I make these observations based on experience, and time and time again I have seen law firms hire under qualified people who were extremely attractive. It often makes no sense to me, because one would think that looks would not be important in assessing the quality of an attorney—but it is important to firms. In contrast, I have seen attorneys with stellar qualifications who did not keep themselves up have a lot of difficulty in the job search process.
The Bucket Lesson: How you look and appear will help you either rise to the top of the bucket or fall to the bottom of the bucket.
- You are far more likely to rise to the top of the bucket if you are diverse (for certain firms) than if you are not.

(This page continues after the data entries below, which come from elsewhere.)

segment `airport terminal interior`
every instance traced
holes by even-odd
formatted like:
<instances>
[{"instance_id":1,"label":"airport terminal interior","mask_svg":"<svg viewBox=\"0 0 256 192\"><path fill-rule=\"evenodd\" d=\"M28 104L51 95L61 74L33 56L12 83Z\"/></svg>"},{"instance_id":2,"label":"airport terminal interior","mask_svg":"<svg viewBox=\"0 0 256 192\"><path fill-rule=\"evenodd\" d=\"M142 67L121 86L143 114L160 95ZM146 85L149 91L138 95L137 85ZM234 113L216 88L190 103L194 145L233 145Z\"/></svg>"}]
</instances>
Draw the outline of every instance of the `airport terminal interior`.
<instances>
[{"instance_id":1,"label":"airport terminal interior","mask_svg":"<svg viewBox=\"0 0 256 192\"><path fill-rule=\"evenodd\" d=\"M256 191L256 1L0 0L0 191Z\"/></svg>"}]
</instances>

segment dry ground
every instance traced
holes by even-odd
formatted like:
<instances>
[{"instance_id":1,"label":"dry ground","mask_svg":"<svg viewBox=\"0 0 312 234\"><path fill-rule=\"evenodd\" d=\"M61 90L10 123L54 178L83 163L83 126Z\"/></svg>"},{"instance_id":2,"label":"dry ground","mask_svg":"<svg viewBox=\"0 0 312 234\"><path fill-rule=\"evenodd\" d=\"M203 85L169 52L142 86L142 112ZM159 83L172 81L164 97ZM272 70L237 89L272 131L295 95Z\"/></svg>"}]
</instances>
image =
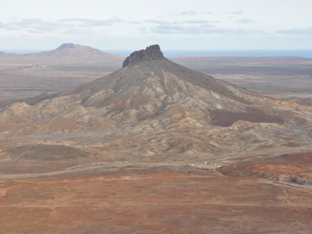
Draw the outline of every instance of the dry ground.
<instances>
[{"instance_id":1,"label":"dry ground","mask_svg":"<svg viewBox=\"0 0 312 234\"><path fill-rule=\"evenodd\" d=\"M121 167L0 187L1 234L312 231L311 189L189 165Z\"/></svg>"}]
</instances>

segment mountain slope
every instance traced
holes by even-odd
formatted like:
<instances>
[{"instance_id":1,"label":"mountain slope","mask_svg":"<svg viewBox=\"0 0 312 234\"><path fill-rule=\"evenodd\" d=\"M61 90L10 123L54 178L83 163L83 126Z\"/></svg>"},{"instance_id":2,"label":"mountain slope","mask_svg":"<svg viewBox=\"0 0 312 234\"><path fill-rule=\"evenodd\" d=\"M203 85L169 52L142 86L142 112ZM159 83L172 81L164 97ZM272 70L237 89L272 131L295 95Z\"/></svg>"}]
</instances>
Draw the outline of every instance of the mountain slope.
<instances>
[{"instance_id":1,"label":"mountain slope","mask_svg":"<svg viewBox=\"0 0 312 234\"><path fill-rule=\"evenodd\" d=\"M181 66L158 45L134 52L123 65L71 90L13 104L0 114L0 134L87 134L98 143L84 149L148 160L234 156L289 140L310 144L310 107Z\"/></svg>"},{"instance_id":2,"label":"mountain slope","mask_svg":"<svg viewBox=\"0 0 312 234\"><path fill-rule=\"evenodd\" d=\"M56 62L69 60L85 61L90 60L102 60L103 59L119 59L123 57L104 52L90 46L75 44L72 43L63 43L55 50L43 51L40 53L31 53L25 54L0 53L0 56L7 59L10 58L18 59L43 59L43 60L55 60ZM40 60L41 61L41 60Z\"/></svg>"}]
</instances>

Certain law firms greatly value diversity. If you are an African American, or diverse, there are law firms that view your diversity as a real plus. Law firms are historically not very diverse places, and many of them are going out of their way to bring more diversity to their firms. Most major law firms highly value diversity, but there are some law firms that have not kept up with the pace of change and where diversity may not help you. In general, however, diversity is a good thing. If you are diverse this will help you rise to the top of the bucket.
The Bucket Lesson: Being diverse is something that will help you rise to the top of the bucket.

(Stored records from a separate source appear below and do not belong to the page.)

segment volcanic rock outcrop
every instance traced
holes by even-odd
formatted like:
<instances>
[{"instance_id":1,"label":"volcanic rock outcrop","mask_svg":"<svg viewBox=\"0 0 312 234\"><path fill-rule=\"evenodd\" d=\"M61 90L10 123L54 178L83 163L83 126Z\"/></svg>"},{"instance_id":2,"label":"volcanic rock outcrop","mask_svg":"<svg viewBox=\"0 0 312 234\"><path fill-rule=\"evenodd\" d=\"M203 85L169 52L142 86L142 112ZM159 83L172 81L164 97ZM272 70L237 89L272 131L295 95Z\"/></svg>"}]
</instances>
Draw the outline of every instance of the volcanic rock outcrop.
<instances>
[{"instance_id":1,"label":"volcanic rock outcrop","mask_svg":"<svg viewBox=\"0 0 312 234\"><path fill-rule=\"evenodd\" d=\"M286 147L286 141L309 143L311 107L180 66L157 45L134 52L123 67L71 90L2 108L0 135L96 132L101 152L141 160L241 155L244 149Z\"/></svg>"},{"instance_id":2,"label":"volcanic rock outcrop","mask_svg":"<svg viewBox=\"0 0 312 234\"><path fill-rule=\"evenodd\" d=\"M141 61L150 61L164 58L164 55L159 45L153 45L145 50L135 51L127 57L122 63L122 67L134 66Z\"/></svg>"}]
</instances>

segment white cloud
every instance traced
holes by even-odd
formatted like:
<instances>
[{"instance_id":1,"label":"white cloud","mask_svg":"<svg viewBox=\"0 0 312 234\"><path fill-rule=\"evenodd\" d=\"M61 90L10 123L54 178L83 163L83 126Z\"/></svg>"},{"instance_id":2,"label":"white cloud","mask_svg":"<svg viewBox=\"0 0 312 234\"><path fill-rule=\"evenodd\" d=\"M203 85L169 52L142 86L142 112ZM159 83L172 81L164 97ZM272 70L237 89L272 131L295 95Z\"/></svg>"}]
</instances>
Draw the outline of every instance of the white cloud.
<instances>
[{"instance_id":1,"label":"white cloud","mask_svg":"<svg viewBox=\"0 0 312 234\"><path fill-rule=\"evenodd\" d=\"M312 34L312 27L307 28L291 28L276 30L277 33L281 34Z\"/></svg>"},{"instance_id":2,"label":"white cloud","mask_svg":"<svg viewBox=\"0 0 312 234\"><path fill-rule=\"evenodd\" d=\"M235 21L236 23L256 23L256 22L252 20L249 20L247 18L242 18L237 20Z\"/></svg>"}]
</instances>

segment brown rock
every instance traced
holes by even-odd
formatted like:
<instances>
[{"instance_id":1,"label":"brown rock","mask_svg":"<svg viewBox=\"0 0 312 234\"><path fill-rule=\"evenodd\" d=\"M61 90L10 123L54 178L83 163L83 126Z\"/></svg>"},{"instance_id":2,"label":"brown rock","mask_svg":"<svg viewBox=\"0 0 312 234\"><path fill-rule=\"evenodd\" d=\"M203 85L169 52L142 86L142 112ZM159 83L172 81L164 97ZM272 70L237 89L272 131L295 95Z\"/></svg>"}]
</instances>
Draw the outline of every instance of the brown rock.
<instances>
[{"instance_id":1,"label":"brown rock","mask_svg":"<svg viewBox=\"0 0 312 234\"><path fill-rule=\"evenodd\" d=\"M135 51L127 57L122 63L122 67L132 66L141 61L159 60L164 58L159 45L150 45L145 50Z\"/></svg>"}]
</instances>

- You are far more likely to rise to the top of the bucket if you look like someone who clearly wants to make his or her career in a law firm compared to someone who might leave and go in-house or stop practicing law after a few years.
Many attorneys in the market do not commit to working in law firms and having long-term careers there. In fact, this is extremely common, and law firms can pick up on this in the interview stage and do not like it. They want to hire people who are ambitious and want to stake their futures to working in a law firm. Attorneys who are committed to long-term success inside of a law firm are far more likely to be hired than attorneys who appear like they are “coasting” and will exit a law firm within a few years. A law firm can tell you want a career inside of a law firm by some of the following signals:
- You are the primary breadwinner in your family.
- You came out of a lower to middle-class background and aspire to be a partner in a law firm.
- You do a lot of speaking, writing, and other activities related to your practice area.
- You tell the law firm that this is what you want to do as a career and will do what it takes.
- You have a personality that suggests you are interested in committing to the law firm for the long term.
- You are starting to bring in clients.
- You talk with a lot of enthusiasm about your practice area.
These are some of the factors that law firms pick up on and that make a serious difference regarding whether or not the law firm is interested in you. In contrast, the attorney that is likely to leave the practice of law will come across as the opposite of many of these characteristics. An attorney truly interested in remaining in a law firm for his or her career will speak, act, and look far different than the attorney who is simply doing something for the short term.
The Bucket Lesson: You are more likely to rise to the top of the bucket if you look like someone committed to working in a law firm over the long term compared to someone who is not.
These 30 factors will determine whether or not you get hired by a major American law firm, as well as the speed with which you get interviews and are hired. Law firms evaluate your candidacy and whether you rise to the top of the bucket by carefully considering you in light of these 30 factors. Your success (or lack thereof) comes down to how you comport with these 30 factors.